Cet après-midi, comme beaucoup d'autres depuis que je la connais, il n'y a plus que le ciel, son immensité, la ville et sa respiration apaisante à côté de moi. Sa présence si rassurante aussi. Et, étrangement, j'ai la sensation que, en même temps que mon moral remonte en flèche grâce à elle, en même temps je me sens de mieux en mieux, comme si ces deux paramètres allaient de pair. Et tout ça, trois listes plus tard, une par semaine.

- Nianiania, je suis sociable, me singe-t-elle. Sauf avec... toi et toi et toi aussi. Ah, et toi aussi, ajoute-t-elle en montrant les passants du doigt tour à tour. Et-

- Mais arrête, la coupé-je.

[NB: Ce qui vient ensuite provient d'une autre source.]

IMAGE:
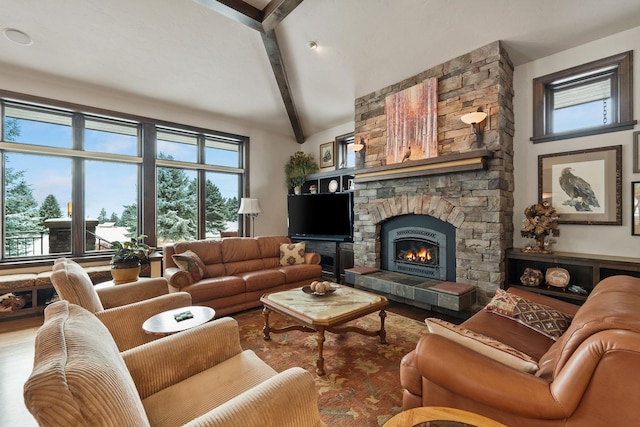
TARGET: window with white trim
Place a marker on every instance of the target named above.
(585, 100)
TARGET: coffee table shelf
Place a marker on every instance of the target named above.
(322, 314)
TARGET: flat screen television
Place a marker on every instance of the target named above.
(327, 216)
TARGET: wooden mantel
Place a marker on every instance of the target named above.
(449, 163)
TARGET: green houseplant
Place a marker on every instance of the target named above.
(126, 259)
(299, 165)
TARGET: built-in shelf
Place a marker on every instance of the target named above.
(321, 180)
(586, 270)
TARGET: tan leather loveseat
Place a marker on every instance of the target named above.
(588, 377)
(238, 271)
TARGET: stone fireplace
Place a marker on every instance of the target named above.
(466, 192)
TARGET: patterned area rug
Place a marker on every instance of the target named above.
(362, 382)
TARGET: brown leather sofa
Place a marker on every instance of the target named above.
(588, 377)
(239, 270)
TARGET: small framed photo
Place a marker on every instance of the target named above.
(327, 155)
(635, 208)
(584, 187)
(636, 152)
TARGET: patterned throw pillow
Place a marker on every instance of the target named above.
(539, 317)
(191, 262)
(483, 344)
(292, 253)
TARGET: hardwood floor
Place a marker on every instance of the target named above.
(16, 360)
(17, 340)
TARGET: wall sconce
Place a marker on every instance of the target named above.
(475, 119)
(359, 148)
(250, 207)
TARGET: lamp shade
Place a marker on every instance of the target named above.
(249, 206)
(475, 117)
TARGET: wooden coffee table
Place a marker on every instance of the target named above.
(165, 323)
(318, 314)
(450, 416)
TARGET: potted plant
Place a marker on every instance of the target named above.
(126, 259)
(299, 166)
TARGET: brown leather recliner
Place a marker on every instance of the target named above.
(588, 377)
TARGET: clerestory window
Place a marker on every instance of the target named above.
(585, 100)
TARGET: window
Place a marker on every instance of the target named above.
(73, 181)
(197, 195)
(589, 99)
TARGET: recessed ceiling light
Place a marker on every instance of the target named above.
(17, 36)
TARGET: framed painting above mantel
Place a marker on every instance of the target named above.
(585, 186)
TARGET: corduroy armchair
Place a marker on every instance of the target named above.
(122, 308)
(199, 377)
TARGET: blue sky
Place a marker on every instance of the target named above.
(108, 185)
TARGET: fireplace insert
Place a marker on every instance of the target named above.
(419, 245)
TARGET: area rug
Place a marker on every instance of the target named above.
(362, 382)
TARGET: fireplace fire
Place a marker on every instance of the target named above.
(416, 252)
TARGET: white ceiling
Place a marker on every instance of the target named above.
(179, 52)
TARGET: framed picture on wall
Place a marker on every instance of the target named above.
(327, 155)
(635, 208)
(585, 187)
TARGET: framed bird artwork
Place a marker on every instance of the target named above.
(585, 187)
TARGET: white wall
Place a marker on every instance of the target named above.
(589, 239)
(268, 151)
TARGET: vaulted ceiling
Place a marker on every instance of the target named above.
(249, 61)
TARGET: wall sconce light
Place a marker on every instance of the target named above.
(359, 148)
(250, 207)
(475, 119)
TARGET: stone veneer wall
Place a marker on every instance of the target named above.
(478, 203)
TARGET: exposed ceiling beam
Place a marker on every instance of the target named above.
(275, 58)
(237, 10)
(276, 11)
(265, 22)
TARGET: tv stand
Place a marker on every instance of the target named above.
(335, 255)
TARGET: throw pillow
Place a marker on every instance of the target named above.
(292, 253)
(483, 344)
(191, 262)
(539, 317)
(544, 319)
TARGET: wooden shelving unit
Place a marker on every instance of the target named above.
(586, 270)
(322, 180)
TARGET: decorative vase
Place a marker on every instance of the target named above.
(125, 273)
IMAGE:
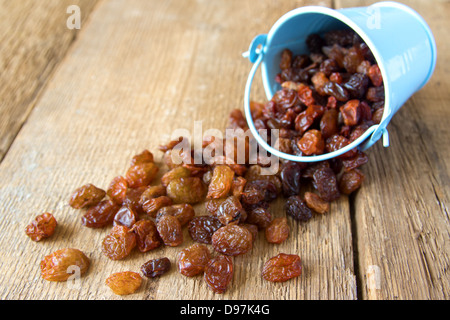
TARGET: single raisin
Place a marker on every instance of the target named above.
(315, 203)
(177, 172)
(183, 212)
(232, 240)
(219, 273)
(100, 215)
(147, 236)
(277, 231)
(282, 267)
(312, 143)
(43, 226)
(169, 229)
(141, 174)
(156, 267)
(290, 174)
(125, 217)
(202, 228)
(143, 157)
(124, 283)
(221, 182)
(325, 182)
(118, 243)
(230, 211)
(297, 209)
(187, 190)
(86, 196)
(117, 190)
(193, 260)
(350, 181)
(61, 264)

C'est bon, on a compris.

J'attrape sa main pour l'empêcher de montrer les gens du doigt en donnant une petite tape dessus. Elle est en train de débattre depuis au moins dix bonnes minutes sur ma solitude et mon caractère exécrable avec les autres personnes quelles qu'elles soient. Et cela, depuis qu'elle est arrivée à notre point de rendez-vous et m'a demandé de lui parler de mes autres amis, qui sont inexistants.

- Bon, on y va, lance-t-elle en se levant d'un bon. On perd du temps. La Mort n'attend pas et pas question qu'elle gagne.

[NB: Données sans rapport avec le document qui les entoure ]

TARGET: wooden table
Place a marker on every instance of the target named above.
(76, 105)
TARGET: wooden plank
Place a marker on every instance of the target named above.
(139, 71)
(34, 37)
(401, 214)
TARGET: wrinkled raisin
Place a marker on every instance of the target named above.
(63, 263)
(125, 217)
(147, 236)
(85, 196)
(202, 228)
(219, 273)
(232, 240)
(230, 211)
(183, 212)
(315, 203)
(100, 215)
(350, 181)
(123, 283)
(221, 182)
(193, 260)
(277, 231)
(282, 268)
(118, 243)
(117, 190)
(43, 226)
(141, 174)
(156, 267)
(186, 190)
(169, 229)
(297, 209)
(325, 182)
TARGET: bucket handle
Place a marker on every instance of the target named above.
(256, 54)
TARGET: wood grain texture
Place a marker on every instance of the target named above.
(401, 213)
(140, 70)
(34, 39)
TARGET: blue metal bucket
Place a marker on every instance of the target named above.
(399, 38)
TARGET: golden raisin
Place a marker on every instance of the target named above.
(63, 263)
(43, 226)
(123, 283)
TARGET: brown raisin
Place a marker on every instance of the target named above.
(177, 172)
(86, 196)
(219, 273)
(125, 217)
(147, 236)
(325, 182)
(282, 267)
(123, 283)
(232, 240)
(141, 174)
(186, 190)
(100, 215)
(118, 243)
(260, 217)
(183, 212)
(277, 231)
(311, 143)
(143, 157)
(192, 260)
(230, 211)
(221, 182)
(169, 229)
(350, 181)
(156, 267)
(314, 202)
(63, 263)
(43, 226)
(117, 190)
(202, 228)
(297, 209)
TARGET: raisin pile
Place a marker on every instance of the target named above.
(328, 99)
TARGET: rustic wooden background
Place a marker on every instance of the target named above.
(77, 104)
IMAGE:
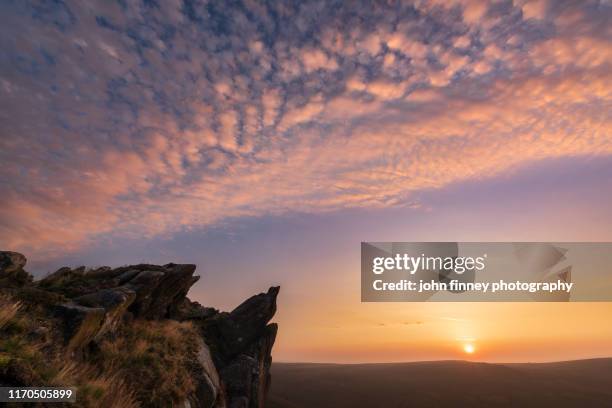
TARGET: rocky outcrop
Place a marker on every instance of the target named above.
(232, 364)
(11, 269)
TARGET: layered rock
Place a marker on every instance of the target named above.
(232, 367)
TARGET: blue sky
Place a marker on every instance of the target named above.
(242, 135)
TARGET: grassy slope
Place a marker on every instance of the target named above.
(442, 384)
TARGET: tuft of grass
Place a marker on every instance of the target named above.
(144, 363)
(8, 310)
(155, 359)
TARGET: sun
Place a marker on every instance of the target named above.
(469, 348)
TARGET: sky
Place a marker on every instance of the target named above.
(264, 141)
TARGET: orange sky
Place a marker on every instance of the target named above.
(265, 142)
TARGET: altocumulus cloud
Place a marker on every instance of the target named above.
(148, 117)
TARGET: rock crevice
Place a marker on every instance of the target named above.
(232, 366)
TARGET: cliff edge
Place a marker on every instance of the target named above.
(130, 337)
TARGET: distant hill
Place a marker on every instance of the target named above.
(582, 383)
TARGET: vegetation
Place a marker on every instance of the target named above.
(144, 361)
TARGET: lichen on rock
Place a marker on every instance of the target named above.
(132, 328)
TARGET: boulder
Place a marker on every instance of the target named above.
(230, 334)
(115, 303)
(209, 392)
(158, 292)
(80, 324)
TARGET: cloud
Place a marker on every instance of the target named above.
(146, 119)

Je la suis sans protester, pressé de découvrir ce que son esprit détraqué a préparé pour cet après-midi. Nous marchons d'un pas rapide afin de ne pas perdre de temps. La vie est courte ; il n'y a pas une seconde à perdre. Une fois dehors, libres, j'ai l'impression de respirer plus librement. J'ai l'impression que son sourire est plus grand, aussi.

- Mais t'es folle ! Pourquoi est-ce que je ferais une chose pareille ? m'indigné-je.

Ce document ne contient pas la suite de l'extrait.